Tragödie am Meer: Vater rettet drei Kinder aus der Strömung, doch für ihn kommt jede Hilfe zu spät

Barmouth (Wales)/ Telford (England) - Bitteres Ende eines Familienausflugs: Jonathan Stevens (†36) tat alles, um dreien seiner sieben Kinder das Leben zu retten, als sie am Sonntag im walisischen Barmouth in eine Meeresströmung gerieten. Der 36-Jährige konnte alle seine Sprösslinge retten, bezahlte jedoch mit seinem eigenen Leben, berichtet aktuell die "Sun". 

Laura Burford (links) steht unter Schock: Ihre Kinder müssen nun ohne ihren Vater Jonathan Stevens (†36) aufwachsen.
Laura Burford (links) steht unter Schock: Ihre Kinder müssen nun ohne ihren Vater Jonathan Stevens (†36) aufwachsen.  © GoFundMe/Screenshot/Mel Plowman

Stevens' Partnerin  Laura Burford war zu Hause im englischen Telford, als das Unglück geschah. Der Handwerker kämpfte zeitgleich mit all seiner Kraft um das Leben seiner zehn bis zwölf Jahre alten Kinder, die in der Flut zu ertrinken drohten.

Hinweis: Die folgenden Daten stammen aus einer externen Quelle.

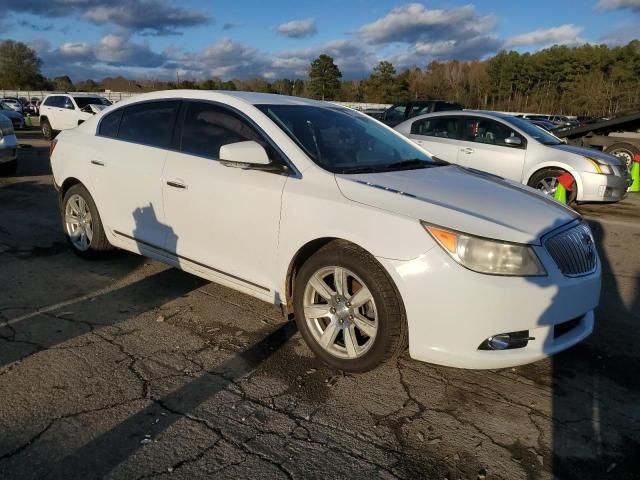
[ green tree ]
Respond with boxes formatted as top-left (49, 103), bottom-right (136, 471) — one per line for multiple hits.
top-left (0, 40), bottom-right (44, 89)
top-left (309, 54), bottom-right (342, 100)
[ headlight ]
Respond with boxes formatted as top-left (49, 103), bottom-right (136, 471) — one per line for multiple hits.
top-left (421, 222), bottom-right (547, 277)
top-left (584, 157), bottom-right (613, 175)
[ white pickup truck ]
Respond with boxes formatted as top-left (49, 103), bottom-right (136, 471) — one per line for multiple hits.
top-left (40, 94), bottom-right (111, 140)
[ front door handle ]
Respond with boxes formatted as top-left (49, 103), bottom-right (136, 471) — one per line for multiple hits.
top-left (167, 180), bottom-right (187, 190)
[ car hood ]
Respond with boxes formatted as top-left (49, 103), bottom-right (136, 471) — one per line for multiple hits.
top-left (549, 144), bottom-right (622, 166)
top-left (0, 110), bottom-right (22, 118)
top-left (336, 165), bottom-right (580, 248)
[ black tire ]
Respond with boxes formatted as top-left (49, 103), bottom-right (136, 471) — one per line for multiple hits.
top-left (40, 118), bottom-right (55, 140)
top-left (527, 168), bottom-right (578, 205)
top-left (605, 142), bottom-right (640, 168)
top-left (60, 184), bottom-right (113, 259)
top-left (293, 240), bottom-right (408, 372)
top-left (0, 160), bottom-right (18, 177)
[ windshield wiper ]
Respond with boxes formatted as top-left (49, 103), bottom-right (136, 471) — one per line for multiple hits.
top-left (384, 158), bottom-right (438, 170)
top-left (337, 167), bottom-right (381, 175)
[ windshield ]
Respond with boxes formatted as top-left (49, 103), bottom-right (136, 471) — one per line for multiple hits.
top-left (73, 97), bottom-right (111, 108)
top-left (502, 117), bottom-right (562, 145)
top-left (256, 105), bottom-right (438, 173)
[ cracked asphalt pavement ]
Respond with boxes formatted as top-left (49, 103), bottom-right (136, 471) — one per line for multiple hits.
top-left (0, 127), bottom-right (640, 480)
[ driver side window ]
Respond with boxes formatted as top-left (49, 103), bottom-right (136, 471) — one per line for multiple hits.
top-left (180, 102), bottom-right (273, 160)
top-left (384, 105), bottom-right (407, 122)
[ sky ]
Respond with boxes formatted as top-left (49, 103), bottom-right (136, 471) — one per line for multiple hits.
top-left (0, 0), bottom-right (640, 81)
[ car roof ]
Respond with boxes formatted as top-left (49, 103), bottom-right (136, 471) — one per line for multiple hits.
top-left (99, 90), bottom-right (330, 107)
top-left (407, 110), bottom-right (513, 122)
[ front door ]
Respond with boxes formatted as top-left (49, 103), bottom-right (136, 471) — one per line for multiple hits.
top-left (88, 100), bottom-right (180, 248)
top-left (163, 101), bottom-right (288, 295)
top-left (458, 117), bottom-right (527, 182)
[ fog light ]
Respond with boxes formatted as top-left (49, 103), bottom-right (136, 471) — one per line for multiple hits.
top-left (487, 333), bottom-right (511, 350)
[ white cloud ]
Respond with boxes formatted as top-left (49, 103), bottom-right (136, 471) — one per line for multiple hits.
top-left (276, 18), bottom-right (318, 38)
top-left (504, 23), bottom-right (585, 48)
top-left (359, 3), bottom-right (497, 44)
top-left (2, 0), bottom-right (213, 35)
top-left (599, 25), bottom-right (640, 47)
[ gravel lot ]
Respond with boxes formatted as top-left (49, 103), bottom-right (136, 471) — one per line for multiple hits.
top-left (0, 125), bottom-right (640, 480)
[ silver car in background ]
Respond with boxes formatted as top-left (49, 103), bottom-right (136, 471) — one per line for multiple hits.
top-left (395, 110), bottom-right (631, 202)
top-left (0, 113), bottom-right (18, 175)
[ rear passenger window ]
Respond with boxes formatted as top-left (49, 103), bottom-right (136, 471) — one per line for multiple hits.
top-left (118, 100), bottom-right (180, 148)
top-left (411, 117), bottom-right (459, 139)
top-left (180, 102), bottom-right (262, 159)
top-left (98, 108), bottom-right (124, 138)
top-left (462, 117), bottom-right (525, 148)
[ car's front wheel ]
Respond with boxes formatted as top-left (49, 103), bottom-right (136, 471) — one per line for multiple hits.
top-left (294, 241), bottom-right (407, 372)
top-left (528, 168), bottom-right (578, 204)
top-left (40, 119), bottom-right (54, 140)
top-left (62, 184), bottom-right (112, 258)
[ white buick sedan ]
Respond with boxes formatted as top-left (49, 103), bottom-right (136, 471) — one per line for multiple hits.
top-left (51, 90), bottom-right (600, 372)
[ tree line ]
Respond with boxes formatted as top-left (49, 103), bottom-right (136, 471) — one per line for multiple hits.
top-left (0, 40), bottom-right (640, 116)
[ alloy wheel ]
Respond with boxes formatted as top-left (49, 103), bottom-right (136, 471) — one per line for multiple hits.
top-left (611, 150), bottom-right (633, 172)
top-left (303, 266), bottom-right (378, 359)
top-left (536, 177), bottom-right (558, 196)
top-left (64, 194), bottom-right (93, 252)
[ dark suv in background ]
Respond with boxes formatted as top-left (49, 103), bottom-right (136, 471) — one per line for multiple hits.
top-left (380, 100), bottom-right (464, 127)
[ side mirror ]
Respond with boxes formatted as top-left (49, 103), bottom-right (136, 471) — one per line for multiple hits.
top-left (220, 140), bottom-right (285, 172)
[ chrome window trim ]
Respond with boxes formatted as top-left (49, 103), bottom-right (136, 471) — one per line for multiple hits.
top-left (94, 97), bottom-right (302, 179)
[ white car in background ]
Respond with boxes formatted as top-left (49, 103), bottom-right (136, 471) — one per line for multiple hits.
top-left (51, 90), bottom-right (601, 371)
top-left (40, 93), bottom-right (111, 140)
top-left (0, 111), bottom-right (18, 175)
top-left (395, 110), bottom-right (631, 202)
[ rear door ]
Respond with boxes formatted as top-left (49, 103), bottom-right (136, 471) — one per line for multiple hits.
top-left (163, 101), bottom-right (288, 295)
top-left (458, 116), bottom-right (527, 182)
top-left (89, 100), bottom-right (180, 248)
top-left (409, 115), bottom-right (460, 163)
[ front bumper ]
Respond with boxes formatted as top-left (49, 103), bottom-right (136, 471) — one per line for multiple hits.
top-left (0, 135), bottom-right (18, 163)
top-left (577, 172), bottom-right (631, 202)
top-left (379, 238), bottom-right (600, 369)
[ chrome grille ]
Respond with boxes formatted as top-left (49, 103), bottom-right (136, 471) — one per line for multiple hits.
top-left (545, 223), bottom-right (598, 277)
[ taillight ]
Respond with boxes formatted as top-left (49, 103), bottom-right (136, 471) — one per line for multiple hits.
top-left (49, 138), bottom-right (58, 157)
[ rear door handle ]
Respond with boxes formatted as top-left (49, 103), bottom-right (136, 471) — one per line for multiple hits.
top-left (167, 180), bottom-right (187, 190)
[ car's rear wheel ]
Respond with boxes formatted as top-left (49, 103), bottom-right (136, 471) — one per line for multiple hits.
top-left (62, 184), bottom-right (113, 258)
top-left (40, 119), bottom-right (54, 140)
top-left (528, 168), bottom-right (578, 204)
top-left (294, 241), bottom-right (407, 372)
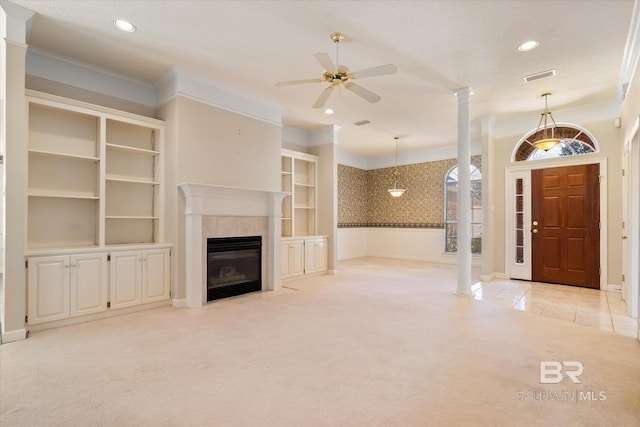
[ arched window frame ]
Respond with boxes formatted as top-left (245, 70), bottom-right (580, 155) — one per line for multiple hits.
top-left (444, 165), bottom-right (482, 255)
top-left (511, 123), bottom-right (600, 163)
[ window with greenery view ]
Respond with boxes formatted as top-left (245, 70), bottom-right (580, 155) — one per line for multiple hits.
top-left (444, 165), bottom-right (482, 254)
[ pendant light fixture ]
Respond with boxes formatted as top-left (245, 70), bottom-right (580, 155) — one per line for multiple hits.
top-left (532, 93), bottom-right (562, 151)
top-left (387, 136), bottom-right (407, 197)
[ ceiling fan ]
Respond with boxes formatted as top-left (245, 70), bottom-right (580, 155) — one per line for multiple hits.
top-left (276, 32), bottom-right (398, 108)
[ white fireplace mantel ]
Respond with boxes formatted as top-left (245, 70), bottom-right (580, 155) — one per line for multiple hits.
top-left (178, 183), bottom-right (285, 308)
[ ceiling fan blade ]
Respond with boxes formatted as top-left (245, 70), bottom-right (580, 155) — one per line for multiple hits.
top-left (313, 86), bottom-right (333, 108)
top-left (344, 82), bottom-right (382, 104)
top-left (351, 64), bottom-right (398, 79)
top-left (313, 52), bottom-right (336, 71)
top-left (276, 79), bottom-right (324, 86)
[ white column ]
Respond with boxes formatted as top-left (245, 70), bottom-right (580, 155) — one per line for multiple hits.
top-left (184, 213), bottom-right (201, 308)
top-left (0, 1), bottom-right (33, 343)
top-left (455, 87), bottom-right (473, 297)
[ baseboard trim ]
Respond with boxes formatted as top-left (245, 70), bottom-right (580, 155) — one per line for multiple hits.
top-left (2, 329), bottom-right (27, 344)
top-left (171, 298), bottom-right (187, 308)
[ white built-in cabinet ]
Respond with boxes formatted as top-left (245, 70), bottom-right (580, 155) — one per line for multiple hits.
top-left (280, 239), bottom-right (304, 279)
top-left (110, 249), bottom-right (171, 309)
top-left (280, 150), bottom-right (318, 237)
top-left (280, 236), bottom-right (327, 280)
top-left (27, 253), bottom-right (107, 324)
top-left (280, 150), bottom-right (327, 280)
top-left (25, 90), bottom-right (170, 330)
top-left (304, 237), bottom-right (327, 274)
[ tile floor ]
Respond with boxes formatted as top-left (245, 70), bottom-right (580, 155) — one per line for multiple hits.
top-left (472, 280), bottom-right (638, 337)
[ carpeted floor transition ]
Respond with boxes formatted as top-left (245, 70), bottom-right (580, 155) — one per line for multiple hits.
top-left (0, 258), bottom-right (640, 426)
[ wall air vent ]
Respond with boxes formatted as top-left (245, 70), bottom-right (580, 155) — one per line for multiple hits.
top-left (523, 70), bottom-right (556, 83)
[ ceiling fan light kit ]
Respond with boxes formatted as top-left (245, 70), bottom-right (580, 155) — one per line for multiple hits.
top-left (276, 32), bottom-right (398, 108)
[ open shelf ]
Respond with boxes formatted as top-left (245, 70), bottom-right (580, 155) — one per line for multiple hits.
top-left (26, 91), bottom-right (163, 250)
top-left (281, 150), bottom-right (317, 237)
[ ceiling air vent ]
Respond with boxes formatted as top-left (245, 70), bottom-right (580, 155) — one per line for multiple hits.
top-left (523, 70), bottom-right (556, 83)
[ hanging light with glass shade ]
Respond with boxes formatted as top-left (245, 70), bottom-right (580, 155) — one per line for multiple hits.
top-left (532, 93), bottom-right (562, 151)
top-left (387, 136), bottom-right (407, 197)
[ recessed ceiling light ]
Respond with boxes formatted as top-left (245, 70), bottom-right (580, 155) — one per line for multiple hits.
top-left (518, 40), bottom-right (540, 52)
top-left (113, 19), bottom-right (136, 33)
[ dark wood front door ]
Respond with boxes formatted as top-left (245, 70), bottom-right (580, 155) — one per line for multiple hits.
top-left (531, 164), bottom-right (600, 288)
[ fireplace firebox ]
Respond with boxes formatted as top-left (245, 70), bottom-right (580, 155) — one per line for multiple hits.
top-left (207, 236), bottom-right (262, 302)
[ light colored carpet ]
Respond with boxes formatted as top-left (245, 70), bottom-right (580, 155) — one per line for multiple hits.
top-left (0, 258), bottom-right (640, 426)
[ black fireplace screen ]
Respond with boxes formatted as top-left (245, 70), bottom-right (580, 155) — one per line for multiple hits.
top-left (207, 236), bottom-right (262, 301)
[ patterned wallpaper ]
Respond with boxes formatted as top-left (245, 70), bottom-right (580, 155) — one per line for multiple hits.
top-left (338, 156), bottom-right (480, 228)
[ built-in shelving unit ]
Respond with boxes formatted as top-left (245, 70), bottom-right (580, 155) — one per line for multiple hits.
top-left (25, 91), bottom-right (171, 328)
top-left (280, 150), bottom-right (327, 280)
top-left (27, 92), bottom-right (164, 250)
top-left (281, 150), bottom-right (317, 237)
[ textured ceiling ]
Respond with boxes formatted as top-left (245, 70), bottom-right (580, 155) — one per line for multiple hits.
top-left (7, 0), bottom-right (634, 157)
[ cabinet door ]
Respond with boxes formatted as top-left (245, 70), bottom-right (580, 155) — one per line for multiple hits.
top-left (289, 240), bottom-right (304, 277)
top-left (109, 251), bottom-right (142, 309)
top-left (142, 249), bottom-right (171, 303)
top-left (280, 242), bottom-right (292, 279)
top-left (316, 238), bottom-right (327, 271)
top-left (27, 255), bottom-right (69, 325)
top-left (304, 239), bottom-right (318, 274)
top-left (69, 253), bottom-right (107, 317)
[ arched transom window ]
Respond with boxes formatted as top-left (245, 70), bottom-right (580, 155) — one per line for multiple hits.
top-left (514, 126), bottom-right (599, 162)
top-left (444, 165), bottom-right (482, 254)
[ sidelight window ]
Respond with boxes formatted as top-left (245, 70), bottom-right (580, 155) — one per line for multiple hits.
top-left (444, 165), bottom-right (482, 254)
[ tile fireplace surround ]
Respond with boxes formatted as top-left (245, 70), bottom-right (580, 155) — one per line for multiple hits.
top-left (178, 183), bottom-right (285, 308)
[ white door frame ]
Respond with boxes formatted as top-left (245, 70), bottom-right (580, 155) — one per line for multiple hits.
top-left (504, 154), bottom-right (609, 290)
top-left (622, 116), bottom-right (640, 317)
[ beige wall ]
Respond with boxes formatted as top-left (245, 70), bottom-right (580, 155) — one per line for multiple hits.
top-left (158, 97), bottom-right (281, 299)
top-left (492, 120), bottom-right (622, 285)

Zwar schaffte es der Brite sie alle zu retten, doch er selbst überlebte nicht. Polizei, Sanitäter und Beamte der Küstenwache wurden am Sonntag kurz vor 14 Uhr zu Hilfe gerufen.

Vor Ort brachten die Retter die Kinder in Sicherheit und zogen Jonathan Stevens aus dem Meer. Zwar wurde der Familienvater noch mit einem Helikopter zum Krankenhaus geflogen, doch dort verstarb er kurz nach seiner Ankunft. 

Zwei der drei Kinder kamen ebenfalls in eine Klinik - sie schwebten jedoch nie in Lebensgefahr und mussten zum Glück mit lediglich leichteren Verletzungen behandelt werden.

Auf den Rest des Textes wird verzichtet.